Właśnie nie. Farmaceutą.

– Miał być „lekiem na całe zło…”
Tak. „I nadzieją na przyszły rok…” W dodatku jest toksykologiem (śmiech). I Białorusinem o ormiańskich korzeniach. Egzotyczny, przystojny i cudowny. Niestety, to skończony temat. O mały włos to Nowy Jork byłby moim domem. Ale nie. Widocznie zapisane było w gwiazdach, że mam wrócić do domu i tutaj śpiewać.

– Czy śpiewając jazz w Polsce można zostać gwiazdą?
Jest zapotrzebowanie na taką muzykę, jazz namawia do refleksji, zatrzymania się. Ale gwiazdą w Polsce zostaje się inaczej.

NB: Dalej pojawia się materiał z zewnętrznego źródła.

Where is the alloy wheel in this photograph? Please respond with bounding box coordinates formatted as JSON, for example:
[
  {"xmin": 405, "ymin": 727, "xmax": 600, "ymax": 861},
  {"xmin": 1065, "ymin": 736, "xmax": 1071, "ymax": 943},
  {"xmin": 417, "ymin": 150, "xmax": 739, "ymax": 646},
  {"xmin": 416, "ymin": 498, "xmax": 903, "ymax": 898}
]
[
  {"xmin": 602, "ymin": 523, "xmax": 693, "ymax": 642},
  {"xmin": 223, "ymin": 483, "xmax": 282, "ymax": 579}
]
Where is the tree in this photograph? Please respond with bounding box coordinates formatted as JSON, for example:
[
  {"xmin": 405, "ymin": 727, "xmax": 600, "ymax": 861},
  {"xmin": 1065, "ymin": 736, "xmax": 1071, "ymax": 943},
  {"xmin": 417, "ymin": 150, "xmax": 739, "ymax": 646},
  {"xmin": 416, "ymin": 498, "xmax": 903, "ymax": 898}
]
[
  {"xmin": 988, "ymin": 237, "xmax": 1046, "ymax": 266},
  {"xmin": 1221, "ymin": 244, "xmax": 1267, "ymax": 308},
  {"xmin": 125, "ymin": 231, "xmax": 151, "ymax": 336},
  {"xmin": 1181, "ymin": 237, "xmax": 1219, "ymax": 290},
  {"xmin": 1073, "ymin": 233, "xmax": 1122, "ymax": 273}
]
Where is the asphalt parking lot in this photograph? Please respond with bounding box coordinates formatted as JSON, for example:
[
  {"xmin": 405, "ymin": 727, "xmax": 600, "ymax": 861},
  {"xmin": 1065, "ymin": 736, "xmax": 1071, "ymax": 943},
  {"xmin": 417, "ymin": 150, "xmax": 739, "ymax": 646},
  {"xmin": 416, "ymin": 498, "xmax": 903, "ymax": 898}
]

– Nie miewasz flirtów z muzyką rozrywkową? Przecież to daje nie tylko wielką popularność, ale i pieniądze...
Miałam takie propozycje, ale nie skusiłam się. Może dlatego, że nie musiałam? Moją drugą pracą było uczenie angielskiego. Spędziłam z rodzicami kilka lat w Anglii i nauczyłam się bardzo dobrze języka. Wolałam uczyć, niż chałturzyć. Podobnie funkcjonuje branża muzyczna w Nowym Jorku. Tam jest mnóstwo artystów, którzy poza graniem, z którego nigdy by się nie utrzymali, mają drugą pracę – w księgarniach, sklepach, szkołach. Dzięki takiej pracy można zajmować się tylko tą muzyką, pod którą bez wstydu się podpisujesz. Dla mnie to jazz, bo nic w nim nie jest raz na zawsze ustalone. Muzyka ewoluuje pod wpływem emocji, które wkładam w śpiewanie.

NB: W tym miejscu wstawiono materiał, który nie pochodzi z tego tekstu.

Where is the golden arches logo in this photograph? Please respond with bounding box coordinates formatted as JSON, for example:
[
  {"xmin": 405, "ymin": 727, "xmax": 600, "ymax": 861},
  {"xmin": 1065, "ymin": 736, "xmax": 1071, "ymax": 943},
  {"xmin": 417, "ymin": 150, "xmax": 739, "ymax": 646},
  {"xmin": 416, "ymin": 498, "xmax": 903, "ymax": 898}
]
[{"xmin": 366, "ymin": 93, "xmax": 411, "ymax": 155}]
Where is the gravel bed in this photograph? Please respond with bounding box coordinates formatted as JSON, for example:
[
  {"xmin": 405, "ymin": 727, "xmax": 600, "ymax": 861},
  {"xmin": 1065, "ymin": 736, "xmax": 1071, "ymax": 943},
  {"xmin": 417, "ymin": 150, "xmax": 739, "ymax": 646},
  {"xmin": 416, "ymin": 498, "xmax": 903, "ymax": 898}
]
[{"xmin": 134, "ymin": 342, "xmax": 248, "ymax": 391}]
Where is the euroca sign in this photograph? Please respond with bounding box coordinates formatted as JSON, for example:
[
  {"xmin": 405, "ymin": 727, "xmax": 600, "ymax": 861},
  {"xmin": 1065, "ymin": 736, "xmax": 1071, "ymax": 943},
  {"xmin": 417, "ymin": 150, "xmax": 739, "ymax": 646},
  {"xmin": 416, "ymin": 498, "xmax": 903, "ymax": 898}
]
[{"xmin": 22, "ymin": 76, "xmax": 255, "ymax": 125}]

– To, co śpiewasz, to nie jest klasyczny jazz…
Nie jest, ta muzyka wywodzi się z piosenek Billy Holiday, Elli Fitzgerald, ale jest uwspółcześniona.

– Teraz grasz z pianistą Michałem Tokajem. Michał był kiedyś Twoim narzeczonym. Łatwiej się pracuje z kimś bliskim?
Takie związki są wyjątkowe, bo porozumienie następuje na poziomie twórczości i pasji. Odważę się użyć określenia „porozumienie dusz”. Z Michałem faktycznie mamy podobne podejście do muzyki. Podobały nam się podobne rzeczy. Jeszcze zanim się poznaliśmy, słuchaliśmy tej samej muzyki. Na scenie iskrzyło.

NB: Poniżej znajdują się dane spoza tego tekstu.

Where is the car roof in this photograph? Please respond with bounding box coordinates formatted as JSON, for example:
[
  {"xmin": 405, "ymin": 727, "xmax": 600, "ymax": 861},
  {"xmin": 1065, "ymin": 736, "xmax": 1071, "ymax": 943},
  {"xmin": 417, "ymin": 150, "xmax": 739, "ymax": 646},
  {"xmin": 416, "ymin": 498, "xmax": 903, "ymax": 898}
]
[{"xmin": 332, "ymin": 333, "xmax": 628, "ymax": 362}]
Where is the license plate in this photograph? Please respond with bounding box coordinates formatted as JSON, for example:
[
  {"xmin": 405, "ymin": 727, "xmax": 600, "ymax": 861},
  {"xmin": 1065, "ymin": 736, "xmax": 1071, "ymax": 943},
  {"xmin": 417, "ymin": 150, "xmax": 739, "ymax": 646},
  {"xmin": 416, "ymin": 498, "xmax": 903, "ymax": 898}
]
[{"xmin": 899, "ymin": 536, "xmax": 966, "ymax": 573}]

– Na Twojej płycie jest tak wiele smutku i cierpienia… Doświadczyłaś tego?
W tym, co śpiewam, dużo jest mnie i moich przeżyć. Na płycie są opowiedziane historie różnych kobiet, także moja. Kobiet kochanych albo odrzucanych. Takich, które przeżyły trudne miłości.

– Następna płyta już w drodze?
Z pewnością nie będę czekać długo. Na kolejnej będzie więcej napisanych przeze mnie tekstów.

Rozmawiała Agnieszka Prokopowicz/ Viva!